Craving a cheeky McDonald’s? Well, you might not be after you see this.

US woman Savannah Whitehead has posted a video of her mum showing off a McDonald’s meal she’d kept since 2004.

In the TikTok clip, the woman opens the meal to show her kids what fries and a burger look like after 17 years in the bag.

The results are surprisingly disturbing – the fries look close to normal and the burger appears completely mould-free.

The woman tells her children that the meal was purchased in April of 2004.

In the video, one of her children remarks on how bad the meal smells.

“Anyone want a double cheeseburger?” the mum says before someone points out the lack of mould on the burger.

The meal 17 years later. Credit: TikTok/savswhitehead

The video has been liked over 167,000 times and has over 2000 comments.

But the clip is not the first time a McDonald’s meal has stood the test of time.

In 2020, TikTok user @aly.sherb posted a video of a burger that had been left in a bag since 1996.

The burger and fries were both in excellent condition, despite living a very long life.

The burger in 2020.
The burger in 2020. Credit: @aly.sherb/TikTok

“So you wanna see my hamburger? It lives in a box,” the owner said to the camera before showing off what’s inside.

“This is the sack that it came in and it was advertising a Nascar race in 1996.

“The french fries look like they maybe could have fallen under your seat a month or so ago – they’ve never rotted or decayed.

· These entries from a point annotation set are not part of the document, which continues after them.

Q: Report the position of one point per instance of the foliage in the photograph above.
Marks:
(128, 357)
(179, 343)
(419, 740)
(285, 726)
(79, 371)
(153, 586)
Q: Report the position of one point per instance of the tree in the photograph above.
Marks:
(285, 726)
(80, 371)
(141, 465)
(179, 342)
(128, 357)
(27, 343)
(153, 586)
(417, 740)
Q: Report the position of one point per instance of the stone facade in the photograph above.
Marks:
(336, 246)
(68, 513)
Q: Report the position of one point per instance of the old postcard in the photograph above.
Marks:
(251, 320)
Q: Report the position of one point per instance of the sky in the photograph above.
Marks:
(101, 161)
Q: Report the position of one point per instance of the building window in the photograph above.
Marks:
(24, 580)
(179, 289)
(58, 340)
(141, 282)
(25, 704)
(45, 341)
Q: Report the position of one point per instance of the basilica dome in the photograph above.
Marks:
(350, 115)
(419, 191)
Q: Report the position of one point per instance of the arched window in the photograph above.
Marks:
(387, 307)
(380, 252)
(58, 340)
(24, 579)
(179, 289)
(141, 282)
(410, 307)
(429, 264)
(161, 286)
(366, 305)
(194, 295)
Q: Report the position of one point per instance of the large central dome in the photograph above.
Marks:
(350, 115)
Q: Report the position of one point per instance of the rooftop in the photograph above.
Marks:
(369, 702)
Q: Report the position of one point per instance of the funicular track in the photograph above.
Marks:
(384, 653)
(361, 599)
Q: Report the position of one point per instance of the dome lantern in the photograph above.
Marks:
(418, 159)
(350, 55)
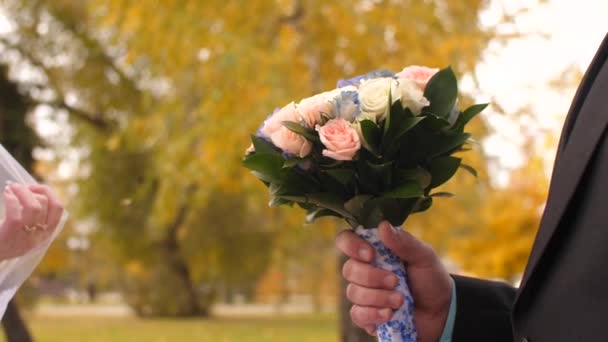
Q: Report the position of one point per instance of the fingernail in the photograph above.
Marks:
(390, 281)
(396, 300)
(385, 313)
(365, 254)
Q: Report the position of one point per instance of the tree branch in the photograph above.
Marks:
(94, 120)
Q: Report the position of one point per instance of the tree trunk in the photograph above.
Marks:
(348, 331)
(19, 139)
(14, 326)
(176, 261)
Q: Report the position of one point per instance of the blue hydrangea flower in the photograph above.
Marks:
(346, 105)
(357, 79)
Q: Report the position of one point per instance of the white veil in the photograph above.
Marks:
(14, 272)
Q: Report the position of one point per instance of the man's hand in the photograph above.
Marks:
(371, 289)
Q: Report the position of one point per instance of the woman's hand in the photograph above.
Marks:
(33, 213)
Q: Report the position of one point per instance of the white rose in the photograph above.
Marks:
(412, 96)
(373, 95)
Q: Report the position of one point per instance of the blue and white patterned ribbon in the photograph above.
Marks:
(401, 327)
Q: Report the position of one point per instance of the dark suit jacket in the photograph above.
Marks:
(564, 292)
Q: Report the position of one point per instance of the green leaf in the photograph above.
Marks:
(409, 189)
(266, 166)
(395, 210)
(442, 169)
(371, 135)
(423, 204)
(442, 92)
(278, 201)
(422, 176)
(470, 113)
(311, 217)
(356, 204)
(382, 174)
(392, 108)
(307, 133)
(443, 194)
(343, 176)
(449, 143)
(324, 200)
(398, 124)
(470, 169)
(291, 162)
(263, 146)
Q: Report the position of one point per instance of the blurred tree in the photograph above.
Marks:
(508, 220)
(19, 139)
(163, 96)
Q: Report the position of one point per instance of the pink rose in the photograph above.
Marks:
(419, 74)
(275, 121)
(291, 142)
(340, 139)
(312, 108)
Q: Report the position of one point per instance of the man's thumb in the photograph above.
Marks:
(411, 250)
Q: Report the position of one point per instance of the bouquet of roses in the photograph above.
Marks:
(371, 150)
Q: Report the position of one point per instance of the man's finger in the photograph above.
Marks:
(364, 296)
(354, 247)
(406, 246)
(364, 316)
(364, 274)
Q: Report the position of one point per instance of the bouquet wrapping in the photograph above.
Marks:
(371, 150)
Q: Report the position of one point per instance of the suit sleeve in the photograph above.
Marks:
(483, 310)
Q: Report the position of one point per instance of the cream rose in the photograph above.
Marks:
(275, 121)
(412, 96)
(311, 109)
(291, 142)
(419, 74)
(373, 95)
(340, 139)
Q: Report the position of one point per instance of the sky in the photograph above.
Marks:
(561, 34)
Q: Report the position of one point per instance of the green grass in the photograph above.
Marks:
(317, 328)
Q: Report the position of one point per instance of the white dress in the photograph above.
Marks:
(14, 272)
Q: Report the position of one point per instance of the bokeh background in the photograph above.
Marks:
(138, 113)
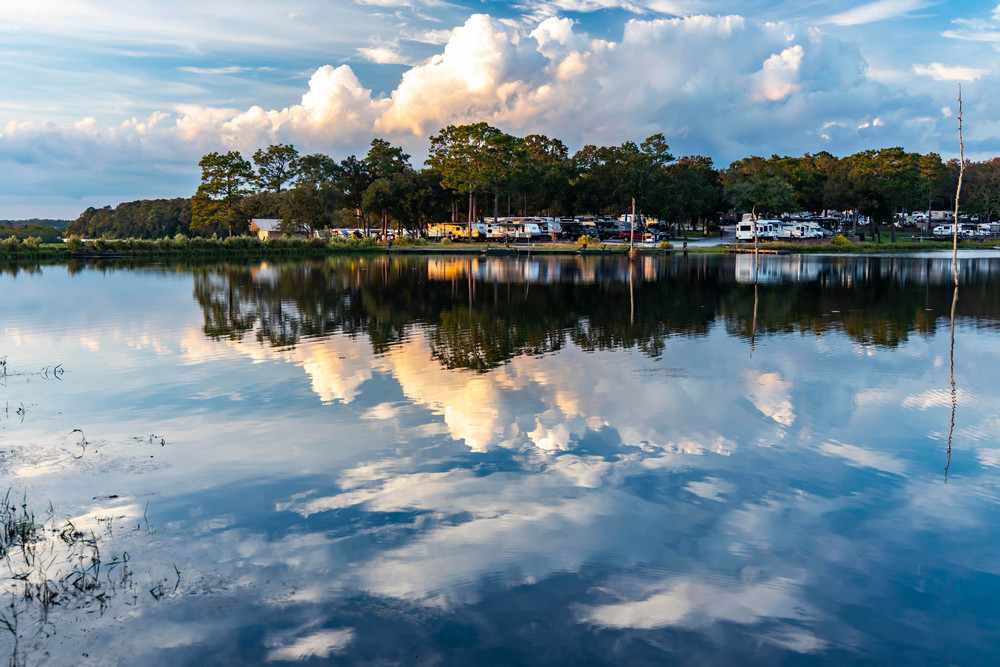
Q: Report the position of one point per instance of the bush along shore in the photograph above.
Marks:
(251, 246)
(181, 246)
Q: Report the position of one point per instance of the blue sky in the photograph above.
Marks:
(104, 100)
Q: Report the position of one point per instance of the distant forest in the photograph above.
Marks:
(476, 172)
(49, 231)
(147, 219)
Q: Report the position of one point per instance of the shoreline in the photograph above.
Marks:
(247, 248)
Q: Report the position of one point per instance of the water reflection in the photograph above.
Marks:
(951, 377)
(488, 461)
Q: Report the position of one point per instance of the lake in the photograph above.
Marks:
(504, 461)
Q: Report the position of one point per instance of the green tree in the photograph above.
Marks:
(276, 166)
(225, 179)
(760, 193)
(352, 180)
(472, 158)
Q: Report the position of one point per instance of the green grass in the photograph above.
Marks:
(249, 246)
(870, 246)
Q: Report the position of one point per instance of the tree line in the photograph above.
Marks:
(476, 172)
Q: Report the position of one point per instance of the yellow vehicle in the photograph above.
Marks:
(456, 231)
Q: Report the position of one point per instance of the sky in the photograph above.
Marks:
(104, 101)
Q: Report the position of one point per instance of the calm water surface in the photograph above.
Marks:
(512, 461)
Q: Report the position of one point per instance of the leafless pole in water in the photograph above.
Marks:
(753, 324)
(951, 377)
(958, 189)
(954, 277)
(631, 294)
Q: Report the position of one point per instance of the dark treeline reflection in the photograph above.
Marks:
(481, 312)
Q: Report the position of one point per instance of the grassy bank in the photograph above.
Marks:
(859, 247)
(251, 247)
(236, 246)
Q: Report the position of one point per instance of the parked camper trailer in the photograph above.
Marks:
(456, 231)
(764, 230)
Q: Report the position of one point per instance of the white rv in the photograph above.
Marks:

“The hamburger itself – the bread has never moulded, the meat has never rotted.

“It’s never even broken, it’s completely intact.”

Ten years on, the burger and fries are still looking OK.
Ten years on, the burger and fries are still looking OK. Credit: Twitter

There is also a decade-old McDonald’s meal almost completely intact and on show in an Iceland hotel.

The meal was purchased back in 2009 when McDonald’s closed its stores in Iceland.

“The hamburger, which still shows no signs of decomposition is now exhibited at Snotra House,” the venue’s website explains.